Optus have admitted that they are intentionally blocking numbers because they don’t have “commercial interconnect agreements” with some carriers.

This harks back to the bad, bad, bad old days.  Consider the following scenario.  I decide to ring a friend on his new mobile. I dial the number on my mobile, press send, get a strange ringtone, and that’s when the fun starts:

“Hello,” says an operator on behalf of my network, “thankyou for calling XYZ Telecomms, how can I help you?”

“Huh? I’m trying to reach 0418 xxx yyy.”

“Oh, I’m sorry sir.  To continue, I’ll have to get a credit card number, or a telecard number, as we don’t have a commercial arrangement with that company.”

“But you have a commercial arrangement with me.  I can’t believe I’m even having this conversation.  Just put the call on my account and connect me.”

“I’m afraid we can’t do that sir.  Calls are charged at 45c/minute to the number you are trying to reach and are not covered by your contract.  Do you have an alternate payment method?”

Grrrrrr. “Okay, my VISA card number is 4564 1234 xxxx xxxx.”

“Thankyou sir, and the card holder’s name? And the expiry date? And the CCV number?”

Arrgghhhhhhh. “Blah blah blah blah BLAH.”

“Thankyou for using XYZ Telecomms sir, connecting you now.”

(Ring ring, ring ring, ring ring.)

(Music on hold – Greensleeves –  Dum dum, dum dum, da-dum dum, dum dum…)

“Thankyou for calling TJF Telekom, this is Cindy, how can I help you?

“Cindy, I just want to talk to my friend on his mobile, the number’s 0418 xxx yyy.”

“Thankyou sir, you’ve reached your friend’s network, but we don’t have an arrangement to receive calls from your network.  If you agree to continue then the call will be billed at 48c/minute plus a 30c flagfall, please hold and I’ll transfer you to our intelligent voice response system which can…”

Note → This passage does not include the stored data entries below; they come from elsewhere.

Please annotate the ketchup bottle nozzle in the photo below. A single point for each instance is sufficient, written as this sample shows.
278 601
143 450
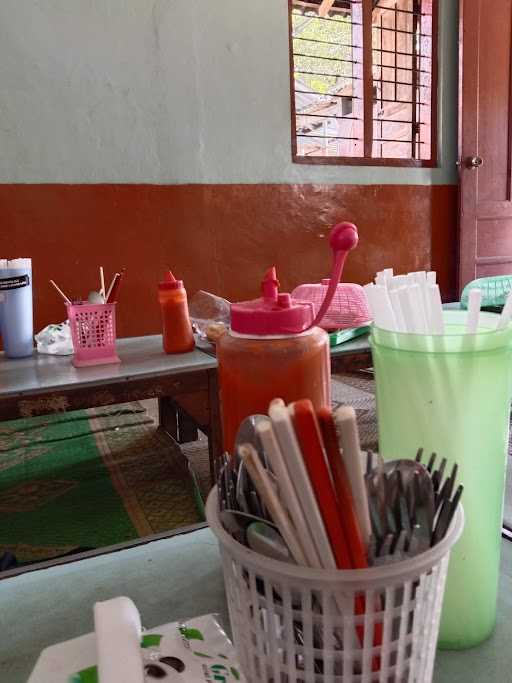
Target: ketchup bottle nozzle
270 285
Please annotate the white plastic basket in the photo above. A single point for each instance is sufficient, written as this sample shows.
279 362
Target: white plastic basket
294 624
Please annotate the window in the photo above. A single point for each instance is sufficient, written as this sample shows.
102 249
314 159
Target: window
363 81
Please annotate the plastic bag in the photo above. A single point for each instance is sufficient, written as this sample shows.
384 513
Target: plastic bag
206 309
55 340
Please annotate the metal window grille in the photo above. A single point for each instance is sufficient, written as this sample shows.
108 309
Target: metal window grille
363 80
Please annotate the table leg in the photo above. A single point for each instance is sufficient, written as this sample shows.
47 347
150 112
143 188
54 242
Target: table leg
168 416
215 432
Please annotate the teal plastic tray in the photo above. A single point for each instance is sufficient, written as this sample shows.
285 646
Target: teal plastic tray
342 336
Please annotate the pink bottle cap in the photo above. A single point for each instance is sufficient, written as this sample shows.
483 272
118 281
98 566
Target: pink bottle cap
170 282
274 313
278 313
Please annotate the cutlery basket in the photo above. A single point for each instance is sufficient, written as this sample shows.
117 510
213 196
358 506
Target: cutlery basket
293 624
93 332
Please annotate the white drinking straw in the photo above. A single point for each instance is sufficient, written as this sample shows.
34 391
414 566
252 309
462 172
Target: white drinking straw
380 279
412 309
287 491
397 310
397 281
380 306
474 303
345 419
435 309
506 313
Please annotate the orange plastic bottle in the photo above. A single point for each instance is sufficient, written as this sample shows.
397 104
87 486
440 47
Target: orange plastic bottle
275 350
176 325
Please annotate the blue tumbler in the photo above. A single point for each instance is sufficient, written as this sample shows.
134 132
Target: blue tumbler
16 320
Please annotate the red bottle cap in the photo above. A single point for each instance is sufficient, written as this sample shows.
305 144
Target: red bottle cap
170 282
280 314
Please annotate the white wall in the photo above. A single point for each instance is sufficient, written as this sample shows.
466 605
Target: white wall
168 91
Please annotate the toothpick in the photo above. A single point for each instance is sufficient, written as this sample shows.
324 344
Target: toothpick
102 281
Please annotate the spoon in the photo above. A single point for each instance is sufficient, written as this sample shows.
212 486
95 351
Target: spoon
247 434
264 539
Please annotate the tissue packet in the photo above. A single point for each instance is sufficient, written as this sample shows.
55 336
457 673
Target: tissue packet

ARRRGGHGHGHGHHHHH.  I smash my phone into a million pieces, then curl-up in the corner of my study, rocking backwards and forwards, trying to find that elusive “safe place”.

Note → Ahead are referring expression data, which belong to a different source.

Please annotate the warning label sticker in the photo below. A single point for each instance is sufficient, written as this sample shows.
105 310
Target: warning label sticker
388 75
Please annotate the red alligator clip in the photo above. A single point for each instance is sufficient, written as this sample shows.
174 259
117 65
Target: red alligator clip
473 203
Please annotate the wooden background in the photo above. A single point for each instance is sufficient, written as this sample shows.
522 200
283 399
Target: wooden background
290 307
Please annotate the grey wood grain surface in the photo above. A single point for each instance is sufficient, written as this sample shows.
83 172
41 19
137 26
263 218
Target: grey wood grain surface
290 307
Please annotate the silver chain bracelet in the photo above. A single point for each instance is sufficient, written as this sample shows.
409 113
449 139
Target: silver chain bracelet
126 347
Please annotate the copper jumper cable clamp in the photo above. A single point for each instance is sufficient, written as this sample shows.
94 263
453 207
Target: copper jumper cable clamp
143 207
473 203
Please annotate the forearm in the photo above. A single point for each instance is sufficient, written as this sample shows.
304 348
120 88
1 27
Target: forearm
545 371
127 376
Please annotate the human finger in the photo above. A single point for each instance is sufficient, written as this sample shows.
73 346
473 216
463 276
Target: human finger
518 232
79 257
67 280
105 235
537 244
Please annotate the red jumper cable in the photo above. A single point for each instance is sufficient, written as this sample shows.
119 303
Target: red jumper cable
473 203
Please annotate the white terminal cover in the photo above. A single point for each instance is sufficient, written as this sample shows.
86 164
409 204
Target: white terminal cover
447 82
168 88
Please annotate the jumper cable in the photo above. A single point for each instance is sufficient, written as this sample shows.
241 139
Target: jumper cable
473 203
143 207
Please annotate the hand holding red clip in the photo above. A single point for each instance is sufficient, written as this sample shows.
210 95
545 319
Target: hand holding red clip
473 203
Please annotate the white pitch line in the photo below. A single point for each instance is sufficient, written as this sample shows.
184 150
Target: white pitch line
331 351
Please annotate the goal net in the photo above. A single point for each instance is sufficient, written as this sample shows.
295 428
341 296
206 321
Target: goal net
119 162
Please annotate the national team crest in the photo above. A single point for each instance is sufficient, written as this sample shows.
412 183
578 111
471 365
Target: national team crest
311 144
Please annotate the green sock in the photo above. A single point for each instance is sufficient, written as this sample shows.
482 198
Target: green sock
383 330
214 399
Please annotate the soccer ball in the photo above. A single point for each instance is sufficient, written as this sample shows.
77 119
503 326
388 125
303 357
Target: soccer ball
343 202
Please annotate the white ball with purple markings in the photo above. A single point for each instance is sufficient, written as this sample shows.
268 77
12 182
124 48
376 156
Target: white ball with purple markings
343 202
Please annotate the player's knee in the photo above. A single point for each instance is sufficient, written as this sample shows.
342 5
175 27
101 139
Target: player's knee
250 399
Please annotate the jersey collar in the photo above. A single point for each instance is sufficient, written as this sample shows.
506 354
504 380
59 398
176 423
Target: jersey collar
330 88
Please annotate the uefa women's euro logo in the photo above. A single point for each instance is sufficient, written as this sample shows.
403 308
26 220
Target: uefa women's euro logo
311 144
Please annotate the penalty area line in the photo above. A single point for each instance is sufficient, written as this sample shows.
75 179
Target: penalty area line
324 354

Is this for real?  Surely not, Dr Ron.

This is what used to happen in parts of the United States, calling across carriers (especially mobile-to-mobile or payphone-to-mobile) and probably still does happen in some parts of the world, where telecommunications regulators completely fail to … well … regulate properly.

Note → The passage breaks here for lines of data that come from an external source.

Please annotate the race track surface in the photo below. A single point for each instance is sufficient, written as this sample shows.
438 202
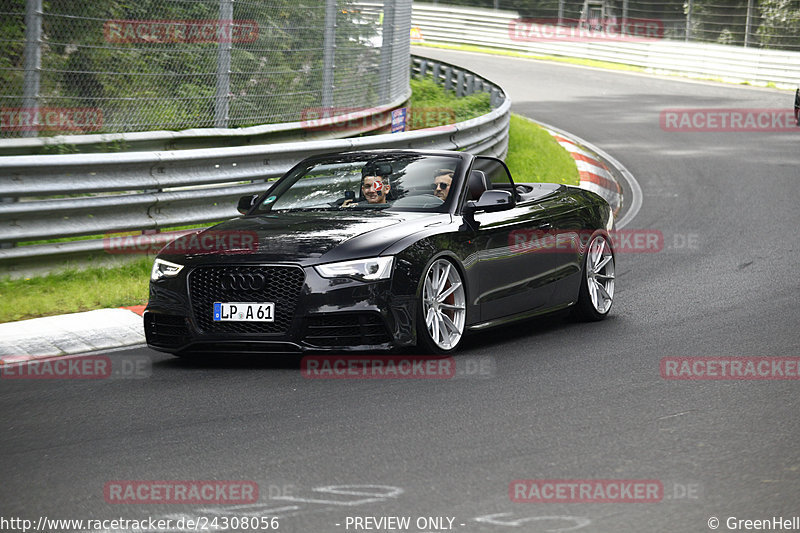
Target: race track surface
555 399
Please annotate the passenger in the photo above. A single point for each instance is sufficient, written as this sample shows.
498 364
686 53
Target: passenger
441 183
375 189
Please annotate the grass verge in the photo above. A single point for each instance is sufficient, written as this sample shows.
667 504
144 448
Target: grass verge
71 291
533 156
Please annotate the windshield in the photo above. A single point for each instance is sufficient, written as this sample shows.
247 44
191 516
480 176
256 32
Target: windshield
408 182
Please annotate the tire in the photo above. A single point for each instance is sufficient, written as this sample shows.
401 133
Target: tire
442 308
596 293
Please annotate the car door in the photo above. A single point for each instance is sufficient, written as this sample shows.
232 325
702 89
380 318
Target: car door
512 279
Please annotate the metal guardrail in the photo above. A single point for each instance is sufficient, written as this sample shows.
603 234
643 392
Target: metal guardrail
136 191
447 24
369 120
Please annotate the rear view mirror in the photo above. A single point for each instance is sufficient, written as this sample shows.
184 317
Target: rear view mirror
491 201
246 203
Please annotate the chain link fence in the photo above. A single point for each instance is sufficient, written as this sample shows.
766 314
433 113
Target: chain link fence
771 24
83 66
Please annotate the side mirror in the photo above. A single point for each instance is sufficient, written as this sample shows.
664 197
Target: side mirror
491 201
246 203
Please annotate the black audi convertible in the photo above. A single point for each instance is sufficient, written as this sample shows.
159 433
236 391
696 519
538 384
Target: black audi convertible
382 249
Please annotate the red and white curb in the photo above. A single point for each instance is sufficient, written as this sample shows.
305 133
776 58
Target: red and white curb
55 336
594 174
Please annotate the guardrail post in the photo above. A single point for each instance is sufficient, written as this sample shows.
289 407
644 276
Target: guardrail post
748 22
689 21
222 101
387 48
328 57
33 62
8 200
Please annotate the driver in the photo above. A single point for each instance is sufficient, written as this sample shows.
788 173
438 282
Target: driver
374 187
441 183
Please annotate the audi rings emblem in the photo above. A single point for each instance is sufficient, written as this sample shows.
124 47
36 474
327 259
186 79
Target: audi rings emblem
238 281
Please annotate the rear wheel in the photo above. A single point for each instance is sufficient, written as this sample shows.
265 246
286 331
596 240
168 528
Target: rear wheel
597 282
442 308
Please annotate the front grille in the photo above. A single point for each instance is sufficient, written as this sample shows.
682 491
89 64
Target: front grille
165 330
355 329
282 286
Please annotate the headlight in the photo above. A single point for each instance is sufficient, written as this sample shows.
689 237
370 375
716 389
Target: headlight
361 269
164 269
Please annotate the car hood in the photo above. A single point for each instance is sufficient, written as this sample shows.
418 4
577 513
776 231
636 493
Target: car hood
306 237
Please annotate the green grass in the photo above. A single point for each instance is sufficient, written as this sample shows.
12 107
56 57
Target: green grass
431 105
533 156
71 291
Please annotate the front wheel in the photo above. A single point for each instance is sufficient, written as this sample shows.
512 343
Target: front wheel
442 308
597 281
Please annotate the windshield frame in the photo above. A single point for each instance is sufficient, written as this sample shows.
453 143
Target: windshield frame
288 180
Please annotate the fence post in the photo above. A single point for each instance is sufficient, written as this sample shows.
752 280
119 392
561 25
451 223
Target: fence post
387 50
222 102
689 21
329 57
748 22
33 62
624 17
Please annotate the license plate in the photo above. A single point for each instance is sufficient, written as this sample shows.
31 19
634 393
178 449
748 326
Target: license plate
244 312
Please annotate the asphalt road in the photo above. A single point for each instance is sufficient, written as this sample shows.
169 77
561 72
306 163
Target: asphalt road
556 399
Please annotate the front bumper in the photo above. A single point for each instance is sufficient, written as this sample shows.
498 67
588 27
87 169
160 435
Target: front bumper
316 314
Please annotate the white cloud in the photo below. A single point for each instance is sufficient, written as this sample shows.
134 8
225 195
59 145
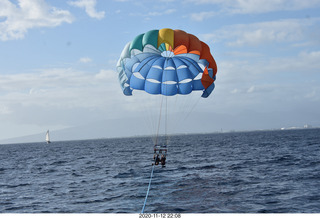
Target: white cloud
90 8
85 60
262 33
202 15
261 6
28 14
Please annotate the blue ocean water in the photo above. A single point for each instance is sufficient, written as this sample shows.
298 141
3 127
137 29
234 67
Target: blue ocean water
244 172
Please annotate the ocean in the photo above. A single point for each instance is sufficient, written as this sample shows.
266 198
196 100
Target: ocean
239 172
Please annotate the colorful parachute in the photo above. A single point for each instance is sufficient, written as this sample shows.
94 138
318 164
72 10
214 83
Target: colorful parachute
167 62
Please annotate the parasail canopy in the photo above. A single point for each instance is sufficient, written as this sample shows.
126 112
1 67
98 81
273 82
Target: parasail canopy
167 62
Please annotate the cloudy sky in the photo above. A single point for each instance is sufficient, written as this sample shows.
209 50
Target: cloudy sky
58 61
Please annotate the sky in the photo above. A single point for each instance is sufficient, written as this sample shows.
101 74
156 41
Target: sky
58 62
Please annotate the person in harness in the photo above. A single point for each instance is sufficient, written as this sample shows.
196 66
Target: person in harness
163 160
156 159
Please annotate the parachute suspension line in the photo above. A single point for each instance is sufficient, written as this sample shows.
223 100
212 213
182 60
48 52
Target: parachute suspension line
159 121
166 123
192 108
145 200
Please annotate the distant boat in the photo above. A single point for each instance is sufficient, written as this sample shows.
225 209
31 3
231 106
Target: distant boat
48 138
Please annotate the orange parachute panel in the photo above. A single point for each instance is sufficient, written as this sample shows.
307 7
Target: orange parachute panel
180 50
206 80
205 54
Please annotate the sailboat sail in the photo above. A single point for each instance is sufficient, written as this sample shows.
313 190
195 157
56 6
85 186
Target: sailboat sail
48 137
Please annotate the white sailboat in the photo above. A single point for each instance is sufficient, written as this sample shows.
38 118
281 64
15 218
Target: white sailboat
48 137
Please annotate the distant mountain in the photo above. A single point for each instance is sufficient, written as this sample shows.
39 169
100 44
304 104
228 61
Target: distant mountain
177 124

Here I was, thinking that Australia had moved into the 21st century, where I can pick up any phone and dial any number and speak to anyone I want.  And have my call connected automatically and get billed accordingly.

An Optus spokeswoman said, “Optus does not have a commercial agreement for the interconnect arrangements necessary for [certain classes of] calls, so we cannot continue to support them.”

Huh?!?!

I’m an Optus customer … I’m paying the bill aren’t I ?!?!?

Connect the bloody call!!!

Optus appear to have got the sulks because another company (Mediatel)  was routing local Optus calls internationally using VoIP, and Optus were missing out on the international tariffs.  Well … that’s a very brief synopsis … the details are being nutted-out in the Federal Court at the moment.

At least one customer, according to Australian IT, said he recently cancelled his contract with Optus over the decision, and said, “I’m not going to give my money to a company that arbitrarily thinks it can decide who I can and can’t do business with.”

Hear, hear.  I applaud you, sir.  The only way Optus can be discouraged from treating its customers with this level of contempt is to “vote with our feet”, as they say.

Let’s hope the Telecommunications Industry Ombudsman gives Optus’s chain a very firm yank.  We don’t need this type of commercial stupidity in Australia at the expense of a basic, functional telephone network.